A comparison among the learning outcomes of 1D_Stacking, 2D_Stacking, and individual classifiers reveals that ensemble models effectively integrate the strengths of single models, balance the area proportions and spatial distribution of landslide susceptibility zones, and consequently achieve more stable learning performance. A comparison of susceptibility maps derived from one-dimensional features (RF, TabNet, 1D_Stacking) and two-dimensional spatial neighborhood features (LeNet, ViT, 2D_Stacking) reveals that the former yields relatively scattered results with insufficient spatial coherence, reflecting its focus on point-based statistical regularities, whereas the latter exhibits higher spatial continuity, enabling the identification of landslide clusters and highlighting its advantage in capturing overall spatial characteristics. A comparison of the learning results between MF_Stacking and both 1D_Stacking and 2D_Stacking reveals that MF_Stacking demonstrates improved performance across all susceptibility zones, validating the effectiveness of multidimensional feature collaborative modeling in producing higher-quality landslide susceptibility zonation maps. Moreover, a comparative analysis between MFP_Stacking and MF_Stacking indicates that, under similar area proportions, MFP_Stacking achieves lower LD in the very low to low susceptibility zones and higher density in the high to very high zones of the Zigui–Badong section; likewise, compared to MF_Stacking, MFP_Stacking attains higher LD in the high to very high susceptibility zones of Ya’an City. These results confirm the effectiveness of the pseudo-labeling technique in enhancing the predictive accuracy of LSM. Finally, comparison of the susceptibility maps generated by CLNet, LeNet, and ViT indicates that the fusion of local and global features in CLNet leads to higher spatial coherence and improved overall map quality. However, its performance remains inferior compared to the MF_Stacking and MFP_Stacking models proposed in this study, which fully demonstrates the superior capability of our method in capturing critical attributes and spatial characteristics.
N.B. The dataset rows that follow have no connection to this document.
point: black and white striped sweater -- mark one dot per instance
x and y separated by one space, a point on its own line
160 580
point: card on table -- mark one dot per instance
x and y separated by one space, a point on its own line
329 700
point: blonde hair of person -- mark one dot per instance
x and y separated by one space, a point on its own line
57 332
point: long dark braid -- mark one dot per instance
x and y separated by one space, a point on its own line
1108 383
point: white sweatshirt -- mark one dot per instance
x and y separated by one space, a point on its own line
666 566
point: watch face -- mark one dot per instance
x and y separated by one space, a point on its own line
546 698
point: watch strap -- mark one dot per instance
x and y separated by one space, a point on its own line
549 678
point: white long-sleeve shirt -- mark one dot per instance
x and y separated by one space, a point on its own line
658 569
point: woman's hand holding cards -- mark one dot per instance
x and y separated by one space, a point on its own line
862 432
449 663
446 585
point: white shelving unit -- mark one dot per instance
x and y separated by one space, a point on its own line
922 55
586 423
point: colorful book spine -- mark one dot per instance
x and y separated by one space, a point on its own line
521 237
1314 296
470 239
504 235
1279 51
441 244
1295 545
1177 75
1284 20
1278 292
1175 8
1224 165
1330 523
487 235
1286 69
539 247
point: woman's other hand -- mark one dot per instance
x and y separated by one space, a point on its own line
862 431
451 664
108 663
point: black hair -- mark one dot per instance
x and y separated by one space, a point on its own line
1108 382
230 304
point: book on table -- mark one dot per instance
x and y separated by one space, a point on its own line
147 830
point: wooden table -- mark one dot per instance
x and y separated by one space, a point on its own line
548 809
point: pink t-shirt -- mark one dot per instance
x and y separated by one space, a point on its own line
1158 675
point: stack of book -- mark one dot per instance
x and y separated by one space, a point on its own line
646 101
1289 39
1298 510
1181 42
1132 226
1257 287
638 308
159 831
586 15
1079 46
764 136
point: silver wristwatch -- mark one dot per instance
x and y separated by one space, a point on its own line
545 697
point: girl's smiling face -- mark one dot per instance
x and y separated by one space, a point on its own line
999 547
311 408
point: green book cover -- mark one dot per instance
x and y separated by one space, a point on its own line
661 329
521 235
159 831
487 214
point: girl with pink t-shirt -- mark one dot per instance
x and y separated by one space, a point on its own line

4.4. Model Performance Evaluation

Based on the evaluation metrics of the validation sets across different models presented in

Table 7. Evaluation metrics of all models.

Research Area	Model	Performance
		Oa	Kappa	Precision	Recall	F1	MCC	Auc
Zigui–Badong section	TabNet	0.8475	0.6949	0.8361	0.8644	0.8500	0.6953	0.8805
	RF	0.8559	0.7124	0.8028	0.9138	0.8618	0.7174	0.9114
	LeNet	0.8136	0.6289	0.7368	0.9655	0.8358	0.6601	0.9112
	ViT	0.8305	0.6619	0.7794	0.9138	0.8413	0.6716	0.9017
	CLNet	0.8475	0.6954	0.8125	0.8966	0.8525	0.6900	0.9187
	1D_Sk	0.8560	0.7125	0.8060	0.9310	0.8640	0.7209	0.9239
	2D_Sk	0.8475	0.6955	0.8030	0.9138	0.8548	0.7020	0.9129
	MF_Sk	0.8728	0.7463	0.8209	0.9483	0.8800	0.7551	0.9282
	MFP_Sk	0.8813	0.7632	0.8333	0.9483	0.8871	0.7703	0.9353
Ya’an City	TabNet	0.9127	0.8254	0.9127	0.9126	0.9128	0.8254	0.9692
	RF	0.9161	0.8322	0.9189	0.9127	0.9158	0.8322	0.9699
	LeNet	0.8876	0.7752	0.8448	0.9496	0.8941	0.7812	0.9542
	ViT	0.9053	0.8106	0.8961	0.9168	0.9064	0.8108	0.9639
	CLNet	0.9210	0.8419	0.9187	0.9237	0.9212	0.8419	0.9703
	1D_Sk	0.9209	0.8417	0.9065	0.9386	0.9223	0.8423	0.9773
	2D_Sk	0.9217	0.8433	0.9143	0.9305	0.9223	0.8435	0.9742
	MF_Sk	0.9285	0.8569	0.9188	0.9401	0.9293	0.8572	0.9814
	MFP_Sk	0.9380	0.8760	0.9281	0.9496	0.9387	0.8763	0.9855

, as well as the ROC curves shown in Figure 11, the MFP_Stacking model consistently outperformed all comparative models across every metric. Specifically, it achieved an overall performance improvement of 2.4% in the Zigui–Badong section and 2.0% in Ya’an City. Moreover, it recorded the highest AUC values of 0.9353 and 0.9855 in the respective regions, further underscoring its remarkable predictive capability.

A comprehensive analysis of the performance metrics shows that the 1D_Stacking model outperforms TabNet across all evaluation indicators in the Zigui–Badong section and achieves an average improvement of 0.8% over the base classifiers in Ya’an City. Compared with LeNet and ViT, the 2D_Stacking model demonstrates an average improvement of 1.8% across all metrics in the Zigui–Badong section and 1.9% in Ya’an City. The analysis of the landslide susceptibility maps further demonstrates that the EL model effectively amalgamates the strengths of individual models, thereby compensating for the limitations inherent in single model.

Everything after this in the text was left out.